I'll rotate the wheels and update.


----------



## RJ64 (Jul 23, 2017)

If it's not the tires, jack up one side of the car at a time, leaving the opposite wheel on the ground, and rotate the wheel by hand to listen for the noise. Place the transmission in neutral before you rotate the wheel. Listen for the noise and 'feel' for grinding or something abnormal. If the bearing is shot you should be able to tell by doing that. Keep the wheels straight as well.


----------



## kmihmiscnissanforums (Dec 24, 2016)

RJ64 said:


> If it's not the tires, jack up one side of the car at a time, leaving the opposite wheel on the ground, and rotate the wheel by hand to listen for the noise. Place the transmission in neutral before you rotate the wheel. Listen for the noise and 'feel' for grinding or something abnormal. If the bearing is shot you should be able to tell by doing that. Keep the wheels straight as well.

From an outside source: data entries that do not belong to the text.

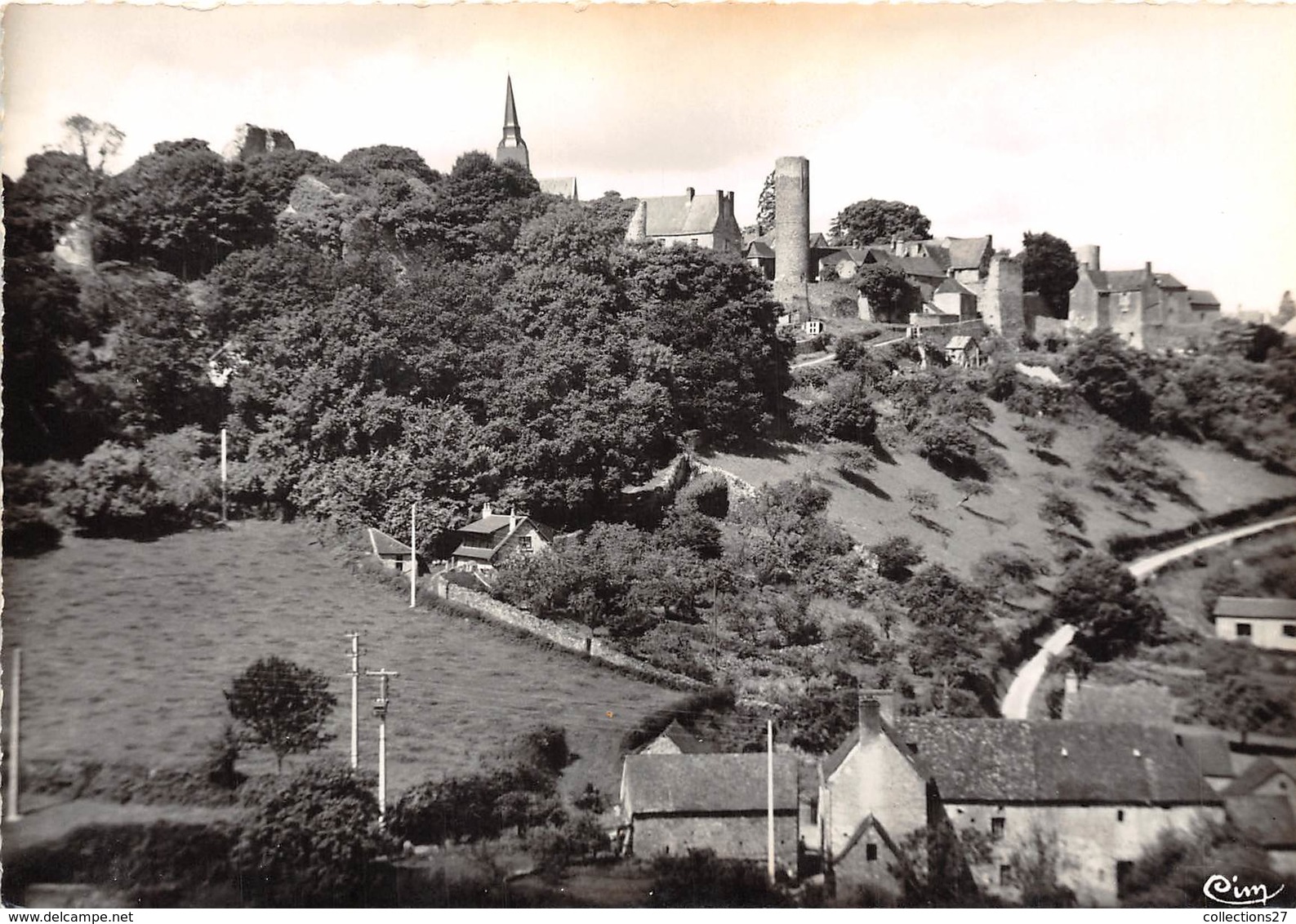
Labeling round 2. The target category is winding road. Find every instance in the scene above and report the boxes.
[1000,516,1296,719]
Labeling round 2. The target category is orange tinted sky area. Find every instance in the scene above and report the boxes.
[7,4,1296,309]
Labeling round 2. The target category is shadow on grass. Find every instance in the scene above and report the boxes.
[1035,450,1071,468]
[837,468,892,500]
[910,513,952,535]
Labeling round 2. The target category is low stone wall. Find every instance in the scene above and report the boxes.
[443,584,709,690]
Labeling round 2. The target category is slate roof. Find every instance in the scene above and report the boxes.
[1066,681,1174,726]
[658,719,715,754]
[1179,731,1234,776]
[1223,796,1296,851]
[623,754,797,815]
[936,276,974,295]
[639,193,720,238]
[1223,757,1294,796]
[1212,596,1296,620]
[897,718,1219,805]
[366,526,409,558]
[459,513,513,533]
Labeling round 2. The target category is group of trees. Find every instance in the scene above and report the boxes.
[4,113,789,552]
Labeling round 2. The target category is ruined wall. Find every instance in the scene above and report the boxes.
[978,254,1027,344]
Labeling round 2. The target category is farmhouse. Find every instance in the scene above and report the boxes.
[620,753,799,876]
[450,504,554,574]
[1210,596,1296,652]
[819,695,1223,904]
[366,526,409,574]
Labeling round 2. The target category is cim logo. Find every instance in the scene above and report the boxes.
[1201,873,1287,906]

I rotated all 4 wheels and the car runs quieter now. However, the slight grinding/humming noise goes away when I rotate the steering wheel to the right. I was told that it is the sign of a bad front driver side wheel bearing. I replaced the front driver side wheel bearing, the noise did not go away, still diminishes when steering is rotated to the right.


----------



## RJ64 (Jul 23, 2017)

kmihmiscnissanforums said:


> I rotated all 4 wheels and the car runs quieter now. However, the slight grinding/humming noise goes away when I rotate the steering wheel to the right. I was told that it is the sign of a bad front driver side wheel bearing. I replaced the front driver side wheel bearing, the noise did not go away, still diminishes when steering is rotated to the right.


It's probably the right side bearing then. Did you check the bearings like I described in my last post? Just listening to the noise won't always be an accurate way to tell where it's coming from when you are driving the car. Noises can radiate off the car and fool you. I even have put a car on a lift and ran it in gear so I could watch and listen to what was happening while I was next to the wheels. With no weight on the bearings they will be a tad quieter, unless you have one so bad it's getting to fall apart. 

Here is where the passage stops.